Dati biometrici e genetici nel procedimento penale: i limiti europei secondo la CGUE
Inquadramento generale
Il trattamento dei dati biometrici e genetici, qualificati come categorie particolari di dati personali, rappresenta uno dei profili più delicati della protezione dei dati in ambito penale. La Direttiva (UE) 2016/680 subordina tale trattamento al rispetto di requisiti stringenti, fondati in particolare sui principi di stretta necessità, proporzionalità e minimizzazione dei dati.
Con la sentenza del 20 novembre 2025 (causa C-57/23), la Corte di Giustizia dell’Unione europea è intervenuta per chiarire i limiti entro cui gli Stati membri possono prevedere la raccolta e la conservazione di dati biometrici e genetici da parte delle autorità di polizia nell’ambito di procedimenti penali.
Il caso all’origine del rinvio pregiudiziale
La controversia trae origine dal ricorso proposto dal sig. JH contro la polizia ceca, che aveva proceduto alla raccolta delle sue impronte digitali e di un profilo del DNA, successivamente registrati nelle banche dati di polizia, nel contesto di un procedimento penale per reato doloso.
La nozione di “diritto di uno Stato membro”
La Corte chiarisce che la nozione di diritto di uno Stato membro non va intesa in senso meramente formale, ma sostanziale, comprendendo anche l’interpretazione giurisprudenziale delle disposizioni nazionali.
Affinché il trattamento sia lecito, è necessario che:
- la base normativa abbia portata generale;
- le condizioni del trattamento siano chiare, precise e prevedibili;
- la giurisprudenza nazionale sia accessibile e idonea a delimitare il margine di discrezionalità delle autorità competenti.

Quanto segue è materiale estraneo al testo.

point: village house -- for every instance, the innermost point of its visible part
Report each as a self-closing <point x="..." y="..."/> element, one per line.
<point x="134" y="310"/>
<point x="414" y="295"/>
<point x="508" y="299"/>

Raccolta dei dati biometrici e genetici e principio di minimizzazione
Con riferimento agli articoli 4, par. 1, lett. c), 6 e 10 della Direttiva 2016/680, la Corte afferma che:
- non è di per sé incompatibile con il diritto UE una normativa che consenta la raccolta dei dati biometrici e genetici di persone sospettate o perseguite per reati dolosi, anche senza distinzione tra le due categorie;
- tuttavia, tale trattamento deve rispondere al requisito di assoluta necessità, da valutarsi in modo rigoroso alla luce delle finalità concrete e specifiche perseguite (prevenzione, indagine, accertamento dei reati).
Gli Stati membri possono:
- demandare alle autorità competenti la verifica caso per caso della stretta necessità;
- oppure fissare a livello legislativo criteri vincolanti di valutazione, idonei a evitare margini di discrezionalità eccessiva.
Conservazione dei dati e limiti temporali
Quanto alla durata della conservazione, la Corte precisa che la Direttiva 2016/680 non impone necessariamente la previsione di un termine massimo assoluto.
È tuttavia imprescindibile che:
- la normativa nazionale preveda verifiche periodiche della necessità di mantenere i dati;
- in occasione di tali verifiche sia rivalutata la stretta necessità della conservazione;
- le modifiche della posizione penale dell’interessato comportino una rivalutazione tempestiva del trattamento.
La conservazione risulta illegittima qualora i dati non più necessari non vengano cancellati a seguito delle verifiche previste.
Le conclusioni della Corte di Giustizia
La CGUE conclude affermando che:
- la nozione di diritto dello Stato membro include disposizioni di portata generale, come interpretate dalla giurisprudenza nazionale, purché prevedibili e accessibili;
- la raccolta indistinta di dati biometrici e genetici è compatibile con la Direttiva 2016/680 solo se conforme ai principi di necessità assoluta, proporzionalità e minimizzazione;
- l’assenza di un termine massimo di conservazione è ammissibile solo in presenza di verifiche periodiche effettive e rigorose.
FAQ finali:
- La polizia può raccogliere dati biometrici e genetici di qualsiasi sospettato?
Sì, ma solo se il trattamento risponde al requisito di stretta necessità e rispetta i principi della Direttiva 2016/680.
- È obbligatorio un termine massimo di conservazione dei dati biometrici?
No, purché siano previste verifiche periodiche effettive sulla necessità della conservazione.
- La giurisprudenza nazionale può costituire base giuridica del trattamento?
Sì, se accessibile, prevedibile e idonea a delimitare il potere discrezionale delle autorità.